Parece una pregunta un poco extraña y absurda, pensarán, pero es el principio de la moda, de los atuendos, de toda vestimenta y ornamentación. Desde mi punto de vista, el porqué de las prendas depende mucho de la época en la que nos situamos.



Los prehistóricos comenzaron a vestirse por una necesidad básica, la de protegerse frente al sol y el frío. Sus actividades diarias se basaban en cubrir necesidades primarias, de alimentación y de protección. Eran nómadas, se trasladaban de un lugar a otro buscando alimentos y mejor clima. En las latitudes donde hacía más calor no precisaban cubrirse su cuerpo de forma completa, mientras que donde el frío apretaba más se fabricaban indumentarias con pieles de animales salvajes.

Algunos pensarán que existen otras razones para andar vestidos en vez de desnudos. Pudor quizás, o por simple decoración y ornamentación de nuestro cuerpo. En la actualidad, también nos vestimos de acuerdo a las condiciones climatológicas que tengamos; lógicamente, vamos menos tapados en primavera y en verano que en otoño o invierno. Pero la diferencia radica en que ya no sólo nos vestimos por protección.

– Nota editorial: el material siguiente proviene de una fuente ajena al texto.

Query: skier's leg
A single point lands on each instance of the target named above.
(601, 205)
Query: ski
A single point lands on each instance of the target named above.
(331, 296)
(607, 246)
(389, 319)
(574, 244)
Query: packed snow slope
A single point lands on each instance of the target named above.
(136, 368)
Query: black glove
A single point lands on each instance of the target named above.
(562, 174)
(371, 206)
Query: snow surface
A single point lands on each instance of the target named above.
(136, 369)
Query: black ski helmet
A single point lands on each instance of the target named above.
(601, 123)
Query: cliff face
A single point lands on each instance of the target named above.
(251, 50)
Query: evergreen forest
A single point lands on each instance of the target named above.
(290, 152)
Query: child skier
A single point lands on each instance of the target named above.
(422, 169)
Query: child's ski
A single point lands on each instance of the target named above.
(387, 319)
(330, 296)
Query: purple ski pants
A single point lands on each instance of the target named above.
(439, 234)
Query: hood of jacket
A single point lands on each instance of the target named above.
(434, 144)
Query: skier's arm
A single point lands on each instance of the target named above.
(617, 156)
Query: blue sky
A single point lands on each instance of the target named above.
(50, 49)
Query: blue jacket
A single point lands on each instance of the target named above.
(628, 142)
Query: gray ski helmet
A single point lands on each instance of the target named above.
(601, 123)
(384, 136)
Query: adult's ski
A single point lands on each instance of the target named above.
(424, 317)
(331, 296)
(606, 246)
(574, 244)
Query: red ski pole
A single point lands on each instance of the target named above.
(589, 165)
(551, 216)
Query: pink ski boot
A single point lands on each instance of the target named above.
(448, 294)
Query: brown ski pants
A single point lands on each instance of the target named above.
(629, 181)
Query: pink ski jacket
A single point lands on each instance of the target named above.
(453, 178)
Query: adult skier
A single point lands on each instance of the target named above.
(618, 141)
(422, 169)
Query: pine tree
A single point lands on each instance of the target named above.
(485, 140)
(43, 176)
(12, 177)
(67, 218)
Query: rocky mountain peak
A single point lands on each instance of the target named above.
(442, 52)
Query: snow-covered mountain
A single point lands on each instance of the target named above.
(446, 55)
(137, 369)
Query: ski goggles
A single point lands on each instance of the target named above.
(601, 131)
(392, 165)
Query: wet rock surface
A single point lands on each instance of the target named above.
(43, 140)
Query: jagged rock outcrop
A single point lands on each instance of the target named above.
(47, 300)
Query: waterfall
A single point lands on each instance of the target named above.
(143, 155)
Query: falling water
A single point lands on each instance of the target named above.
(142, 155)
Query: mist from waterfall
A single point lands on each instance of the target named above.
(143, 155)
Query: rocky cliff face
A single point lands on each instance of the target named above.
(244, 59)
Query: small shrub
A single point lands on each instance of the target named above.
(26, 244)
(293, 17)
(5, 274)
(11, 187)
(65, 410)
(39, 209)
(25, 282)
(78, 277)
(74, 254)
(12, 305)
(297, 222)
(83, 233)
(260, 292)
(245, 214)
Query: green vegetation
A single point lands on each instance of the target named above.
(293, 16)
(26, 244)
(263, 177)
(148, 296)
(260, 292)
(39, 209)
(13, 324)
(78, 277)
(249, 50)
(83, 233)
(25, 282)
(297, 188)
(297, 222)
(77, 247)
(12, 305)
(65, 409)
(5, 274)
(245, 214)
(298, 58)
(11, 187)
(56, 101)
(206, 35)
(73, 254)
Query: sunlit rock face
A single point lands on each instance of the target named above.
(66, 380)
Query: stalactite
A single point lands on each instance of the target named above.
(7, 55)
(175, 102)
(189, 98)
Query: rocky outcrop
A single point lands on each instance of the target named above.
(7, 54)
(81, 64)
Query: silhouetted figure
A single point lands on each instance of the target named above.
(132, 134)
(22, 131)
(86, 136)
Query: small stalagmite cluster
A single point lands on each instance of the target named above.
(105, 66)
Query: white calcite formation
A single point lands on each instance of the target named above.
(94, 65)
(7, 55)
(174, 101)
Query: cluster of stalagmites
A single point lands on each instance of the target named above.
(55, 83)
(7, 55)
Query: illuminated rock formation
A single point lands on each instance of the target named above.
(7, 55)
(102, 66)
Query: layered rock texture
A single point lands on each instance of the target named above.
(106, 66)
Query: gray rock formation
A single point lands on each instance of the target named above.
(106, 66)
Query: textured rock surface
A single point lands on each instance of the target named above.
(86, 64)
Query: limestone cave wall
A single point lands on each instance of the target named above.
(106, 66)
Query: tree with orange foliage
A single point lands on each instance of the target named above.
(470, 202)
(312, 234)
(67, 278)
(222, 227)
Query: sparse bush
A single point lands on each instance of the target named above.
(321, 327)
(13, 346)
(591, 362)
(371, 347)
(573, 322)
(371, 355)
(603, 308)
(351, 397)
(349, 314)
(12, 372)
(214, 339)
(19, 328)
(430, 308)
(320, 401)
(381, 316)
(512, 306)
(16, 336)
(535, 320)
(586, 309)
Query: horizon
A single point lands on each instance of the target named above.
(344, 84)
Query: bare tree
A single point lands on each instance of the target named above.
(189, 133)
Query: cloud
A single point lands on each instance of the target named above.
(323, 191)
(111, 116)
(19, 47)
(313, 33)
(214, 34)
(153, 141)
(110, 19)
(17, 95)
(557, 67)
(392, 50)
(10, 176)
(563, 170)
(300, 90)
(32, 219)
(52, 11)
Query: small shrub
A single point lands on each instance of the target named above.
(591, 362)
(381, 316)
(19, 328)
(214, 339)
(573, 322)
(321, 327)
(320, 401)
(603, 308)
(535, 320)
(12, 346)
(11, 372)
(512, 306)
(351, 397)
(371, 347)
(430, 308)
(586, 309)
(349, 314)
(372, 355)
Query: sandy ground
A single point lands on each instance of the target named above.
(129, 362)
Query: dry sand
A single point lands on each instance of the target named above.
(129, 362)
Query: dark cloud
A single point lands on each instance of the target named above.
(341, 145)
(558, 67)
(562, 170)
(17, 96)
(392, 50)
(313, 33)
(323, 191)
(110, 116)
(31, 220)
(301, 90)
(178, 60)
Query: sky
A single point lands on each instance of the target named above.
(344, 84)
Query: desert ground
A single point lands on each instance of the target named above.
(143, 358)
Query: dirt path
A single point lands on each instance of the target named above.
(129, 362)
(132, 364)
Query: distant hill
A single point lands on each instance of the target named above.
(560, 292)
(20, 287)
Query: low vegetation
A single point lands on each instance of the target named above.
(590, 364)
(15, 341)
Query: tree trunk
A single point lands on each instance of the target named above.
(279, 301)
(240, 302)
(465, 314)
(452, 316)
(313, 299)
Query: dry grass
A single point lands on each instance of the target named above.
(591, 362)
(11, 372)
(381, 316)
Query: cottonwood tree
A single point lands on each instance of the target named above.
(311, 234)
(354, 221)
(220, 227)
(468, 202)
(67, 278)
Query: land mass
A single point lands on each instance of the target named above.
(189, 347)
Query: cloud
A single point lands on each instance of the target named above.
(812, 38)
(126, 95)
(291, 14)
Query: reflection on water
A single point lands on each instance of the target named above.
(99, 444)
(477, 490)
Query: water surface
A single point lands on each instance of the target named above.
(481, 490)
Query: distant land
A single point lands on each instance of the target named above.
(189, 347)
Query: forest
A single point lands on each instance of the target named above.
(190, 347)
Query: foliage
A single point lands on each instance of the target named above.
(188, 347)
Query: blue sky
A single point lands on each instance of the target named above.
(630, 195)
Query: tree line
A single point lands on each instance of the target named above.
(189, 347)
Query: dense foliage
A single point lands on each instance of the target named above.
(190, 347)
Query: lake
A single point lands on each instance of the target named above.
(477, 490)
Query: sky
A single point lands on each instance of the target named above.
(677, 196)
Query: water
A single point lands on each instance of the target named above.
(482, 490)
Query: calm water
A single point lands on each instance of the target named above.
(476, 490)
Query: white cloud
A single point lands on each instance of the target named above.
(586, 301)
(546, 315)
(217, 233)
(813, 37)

Cuando compramos ropa pensamos en otros aspectos más, como la comodidad, la elegancia, la calidad, la sobriedad, la creatividad, destacar entre el resto. Escogemos accesorios que muchas veces no son estrictamente necesarios, sino que los usamos para darle un punto diferencia a nuestra vestimenta, para complementar nuestro estilo: tirantes, collares, pendientes, anillos... Y los que nos aportan alguna practicidad ya no son tan simples: gafas de sol, sombremos, abrigos, bikinis, zapatos…

La timidez también nos lleva a cubrir demasiado nuestro cuerpo, y la falta de pudor a exhibirlo más allá de lo socialmente correcto. Sin embargo, no creo que este sea el motivo en el que reside el inicio de la moda, pues aún existen tribus cuyas mujeres no se cubren el pecho, o en las que ambos sexos usan un escueto paño para tapar sus zonas íntimas, y aún así, los ornamentos que utilizan es moda.

Sea cual sea el origen de la moda, lo que sí está claro es que desde siempre hemos perseguido diferenciarnos de los demás con nuestra ropa y complementos. En épocas pasadas lo hacían entre clases sociales y sexos, mediante collares, maquillajes o por el largo de los vestidos. Actualmente, la diferenciación se basa en el deseo de destacar, marcar el estilo propio, de llamar más la atención o la aprobación del resto de mortales. Quizás hoy en día seamos más presuntuosos que los propios egipcios.

La conclusión que podemos sacar de todo esto, es que la moda está en continuo movimiento, y se adapta a las condiciones sociales, culturales y económicas de la época y del país del que se trate.